🤖 AI Summary
In HDR prostate brachytherapy, needle placement planning heavily relies on physician expertise, resulting in low efficiency and inconsistent plan quality. Method: This study introduces deep reinforcement learning (specifically the Proximal Policy Optimization algorithm) for fully automated treatment planning—extracting anatomical features from preoperative imaging, employing a multi-round, needle-by-needle optimization strategy, and incorporating a clinically informed dosimetric reward function. Results: The proposed method achieves equivalent performance to manual plans for prostate V100 and rectal D2cc (p > 0.05), while significantly outperforming them for prostate V150 and urethral D20% (p < 0.05). It reduces the average number of needles by two, substantially decreases inter-physician variability, and improves both planning consistency and efficiency.
📝 Abstract
Purpose: In high-dose-rate (HDR) prostate brachytherapy procedures, the pattern of needle placement solely relies on physician experience.
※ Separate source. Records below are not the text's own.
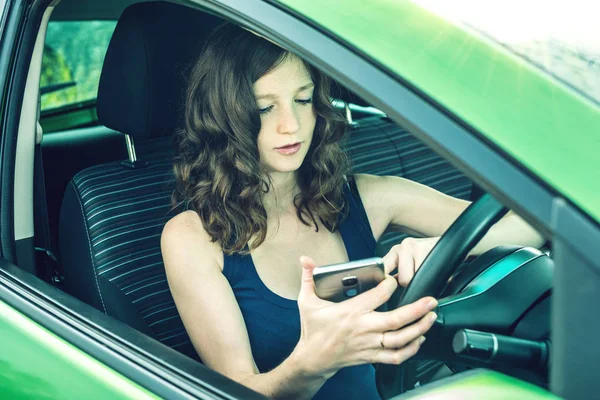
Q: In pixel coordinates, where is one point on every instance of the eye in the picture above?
(265, 110)
(304, 101)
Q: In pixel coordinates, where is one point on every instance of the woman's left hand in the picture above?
(408, 257)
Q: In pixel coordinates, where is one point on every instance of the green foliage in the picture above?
(74, 52)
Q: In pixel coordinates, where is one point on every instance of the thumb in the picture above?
(307, 288)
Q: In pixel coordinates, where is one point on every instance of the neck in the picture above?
(283, 189)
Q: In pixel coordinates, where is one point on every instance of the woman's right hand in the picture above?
(338, 335)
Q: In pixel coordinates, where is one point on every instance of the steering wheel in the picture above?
(441, 263)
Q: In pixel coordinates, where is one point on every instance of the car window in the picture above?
(561, 40)
(73, 55)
We investigated the feasibility of using reinforcement learning (RL) to provide needle positions and dwell times based on patient anatomy during pre-planning stage. This approach would reduce procedure time and ensure consistent plan quality. Materials and Methods: We train a RL agent to adjust the position of one selected needle and all the dwell times on it to maximize a pre-defined reward function after observing the environment. After adjusting, the RL agent then moves on to the next needle, until all needles are adjusted. Multiple rounds are played by the agent until the maximum number of rounds is reached. Plan data from 11 prostate HDR boost patients (1 for training, and 10 for testing) treated in our clinic were included in this study. The dosimetric metrics and the number of used needles of RL plan were compared to those of the clinical results (ground truth). Results: On average, RL plans and clinical plans have very similar prostate coverage (Prostate V100) and Rectum D2cc (no statistical significance), while RL plans have less prostate hotspot (Prostate V150) and Urethra D20% plans with statistical significance. Moreover, RL plans use 2 less needles than clinical plan on average. Conclusion: We present the first study demonstrating the feasibility of using reinforcement learning to autonomously generate clinically practical HDR prostate brachytherapy plans. This RL-based method achieved equal or improved plan quality compared to conventional clinical approaches while requiring fewer needles. With minimal data requirements and strong generalizability, this approach has substantial potential to standardize brachytherapy planning, reduce clinical variability, and enhance patient outcomes.